Benchmarks output something like:

```
BenchmarkNearest_10k_4D_Gonum_Uniform-8   50000  12,300 ns/op   0 B/op   0 allocs/op
```

- `ns/op`: lower is better (nanoseconds per operation)
- `B/op` and `allocs/op`: memory behavior; fewer is better
- `KNearest` incurs extra work due to sorting; `Radius` cost scales with the number of hits.

## Improving performance

- Normalize and weight features once; reuse across queries (see `Build*WithStats` helpers).
- Choose a metric aligned with your policy: L2 usually a solid default; L1 for per-axis penalties; L∞ for hard-threshold dominated objectives.
- Batch queries to benefit from CPU caches.
- Prefer the Gonum backend for larger N and dims ≤ ~8; stick to Linear for tiny datasets or when using Cosine metrics.
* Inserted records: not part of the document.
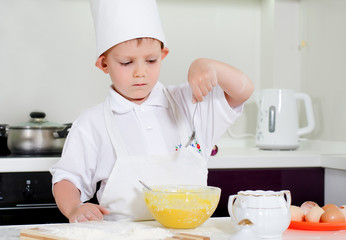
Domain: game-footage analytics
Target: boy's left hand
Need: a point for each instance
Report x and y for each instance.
(202, 77)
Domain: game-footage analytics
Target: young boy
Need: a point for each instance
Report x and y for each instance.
(141, 130)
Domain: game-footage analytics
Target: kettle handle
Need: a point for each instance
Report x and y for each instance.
(231, 201)
(309, 114)
(288, 197)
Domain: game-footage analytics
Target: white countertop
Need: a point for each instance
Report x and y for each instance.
(233, 154)
(215, 228)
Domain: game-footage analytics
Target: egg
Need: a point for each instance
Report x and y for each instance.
(333, 215)
(296, 213)
(306, 206)
(327, 206)
(314, 214)
(343, 210)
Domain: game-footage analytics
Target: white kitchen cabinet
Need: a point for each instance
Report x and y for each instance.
(335, 186)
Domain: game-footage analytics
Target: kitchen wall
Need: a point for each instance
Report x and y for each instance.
(323, 65)
(47, 51)
(47, 54)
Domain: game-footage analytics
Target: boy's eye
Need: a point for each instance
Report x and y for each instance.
(125, 63)
(151, 60)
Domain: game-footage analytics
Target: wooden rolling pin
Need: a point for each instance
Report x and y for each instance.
(185, 236)
(38, 234)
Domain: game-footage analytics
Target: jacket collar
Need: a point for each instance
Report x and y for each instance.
(157, 98)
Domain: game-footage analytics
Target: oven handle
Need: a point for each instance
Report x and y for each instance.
(30, 206)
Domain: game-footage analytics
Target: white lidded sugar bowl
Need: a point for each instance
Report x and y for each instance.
(268, 210)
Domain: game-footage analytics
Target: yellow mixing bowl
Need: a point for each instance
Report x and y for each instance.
(182, 206)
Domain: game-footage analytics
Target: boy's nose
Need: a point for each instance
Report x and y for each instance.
(140, 70)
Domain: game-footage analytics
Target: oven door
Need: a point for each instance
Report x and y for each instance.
(26, 198)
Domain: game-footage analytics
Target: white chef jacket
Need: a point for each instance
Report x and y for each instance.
(150, 128)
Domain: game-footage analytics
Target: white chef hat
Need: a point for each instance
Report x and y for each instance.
(116, 21)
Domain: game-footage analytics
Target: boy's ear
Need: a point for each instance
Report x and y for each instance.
(102, 64)
(164, 53)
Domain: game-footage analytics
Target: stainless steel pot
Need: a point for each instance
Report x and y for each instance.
(37, 136)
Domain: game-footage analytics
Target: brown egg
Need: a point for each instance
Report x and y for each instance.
(296, 213)
(330, 205)
(333, 215)
(314, 214)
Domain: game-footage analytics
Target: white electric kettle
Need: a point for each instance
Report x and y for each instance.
(277, 120)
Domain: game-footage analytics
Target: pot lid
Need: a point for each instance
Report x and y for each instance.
(38, 121)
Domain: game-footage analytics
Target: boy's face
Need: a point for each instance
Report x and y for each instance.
(134, 67)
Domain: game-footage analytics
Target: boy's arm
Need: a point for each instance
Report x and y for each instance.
(204, 74)
(67, 197)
## Reproducing and tracking performance

- Local (Linear): `go test -bench . -benchmem -run=^$ ./...`
- Local (Gonum): `go test -tags=gonum -bench . -benchmem -run=^$ ./...`
- CI artifacts: download `bench-linear.txt` and `bench-gonum.txt` from the latest workflow run.
- Optional: add historical trend graphs via Benchstat or Codecov integration.